While most recipients of Social Security Disability Insurance (SSDI), Supplemental Security Income (SSI), and Social Security retirement benefits receive their benefits in the form of monthly checks directly from the SSA, about 8 million recipients who are unable to manage their money have their checks sent to third parties, known as representative payees.
Most of these payees are individuals, such as family members or friends. Such individual representative payees have been the focus of increased oversight in recent years from Congress and disability advocacy groups.
But those who do not have a family member or friend to help out must turn to organizational payees, and this group has received less scrutiny. At the request of the House Ways and Means Committee’s Social Security Subcommittee, the GAO looked into SSA’s oversight of organizational payees to protect against financial abuse.
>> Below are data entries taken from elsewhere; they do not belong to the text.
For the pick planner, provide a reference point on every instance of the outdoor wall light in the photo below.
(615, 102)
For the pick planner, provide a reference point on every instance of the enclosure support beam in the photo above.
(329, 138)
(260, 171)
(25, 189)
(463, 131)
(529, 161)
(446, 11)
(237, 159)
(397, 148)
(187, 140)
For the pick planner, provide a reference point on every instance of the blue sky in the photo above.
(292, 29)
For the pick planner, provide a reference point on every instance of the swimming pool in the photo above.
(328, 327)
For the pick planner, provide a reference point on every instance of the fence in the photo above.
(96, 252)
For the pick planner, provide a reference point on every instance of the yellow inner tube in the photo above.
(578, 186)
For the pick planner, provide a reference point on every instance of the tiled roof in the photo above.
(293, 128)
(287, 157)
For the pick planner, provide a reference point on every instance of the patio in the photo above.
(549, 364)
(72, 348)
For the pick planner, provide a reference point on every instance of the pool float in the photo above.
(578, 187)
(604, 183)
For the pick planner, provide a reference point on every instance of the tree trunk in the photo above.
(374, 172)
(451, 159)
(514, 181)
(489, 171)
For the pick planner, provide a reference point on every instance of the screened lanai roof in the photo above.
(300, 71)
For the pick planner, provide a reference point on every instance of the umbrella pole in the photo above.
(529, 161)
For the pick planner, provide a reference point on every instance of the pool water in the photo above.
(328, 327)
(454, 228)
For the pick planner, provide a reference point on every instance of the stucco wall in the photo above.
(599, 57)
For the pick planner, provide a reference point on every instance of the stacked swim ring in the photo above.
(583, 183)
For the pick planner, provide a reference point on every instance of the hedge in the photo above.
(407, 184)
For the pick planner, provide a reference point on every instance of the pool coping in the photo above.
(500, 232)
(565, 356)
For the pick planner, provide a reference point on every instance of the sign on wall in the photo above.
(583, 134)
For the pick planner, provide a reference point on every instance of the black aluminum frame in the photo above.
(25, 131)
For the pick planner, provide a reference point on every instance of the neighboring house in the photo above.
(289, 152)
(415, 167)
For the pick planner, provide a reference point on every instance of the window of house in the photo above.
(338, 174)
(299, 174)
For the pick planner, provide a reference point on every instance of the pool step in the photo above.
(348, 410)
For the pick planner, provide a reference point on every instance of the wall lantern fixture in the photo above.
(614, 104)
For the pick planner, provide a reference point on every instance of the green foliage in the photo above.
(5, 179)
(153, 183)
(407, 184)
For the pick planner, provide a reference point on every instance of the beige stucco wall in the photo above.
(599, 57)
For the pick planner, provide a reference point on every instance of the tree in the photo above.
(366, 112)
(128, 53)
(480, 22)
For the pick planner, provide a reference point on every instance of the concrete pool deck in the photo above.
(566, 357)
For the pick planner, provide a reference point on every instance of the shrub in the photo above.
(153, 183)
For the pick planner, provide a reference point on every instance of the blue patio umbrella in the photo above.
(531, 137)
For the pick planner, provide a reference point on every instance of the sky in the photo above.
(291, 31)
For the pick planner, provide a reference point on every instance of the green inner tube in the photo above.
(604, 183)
While the report credited the SSA with ensuring that organizational payees have adequate staffing, the GAO said that the SSA needs to do more to oversee these organizations’ financial management practices, and other day-to-day operations.
Critically, while the SSA conducts background checks for all individual payees, it does not do the same for key employees at organizations that are payees. To monitor compliance, the SSA relies primarily on on-site reviews. For larger organizations — those with more than 50 employees — on-site reviews occur only every three to four years. For smaller organizations, reviews are even less frequent, opening up potential opportunities for abuse.
The GAO recommends that that the SSA conduct background checks, increase its rate of onsite reviews and update its accounting form, among its nine recommendations.
“Organizational payees play a critical role in ensuring beneficiaries’ basic needs are met. The beneficiaries these payees serve—individuals who cannot manage their own finances and lack a family member or friend to do so on their behalf—are dependent on their representative payees and thus extremely vulnerable to financial abuse,” the report states . “It is therefore crucial that SSA take steps to shore up a range of gaps in how the agency evaluates, supports, and oversees payees to better ensure beneficiaries are protected.”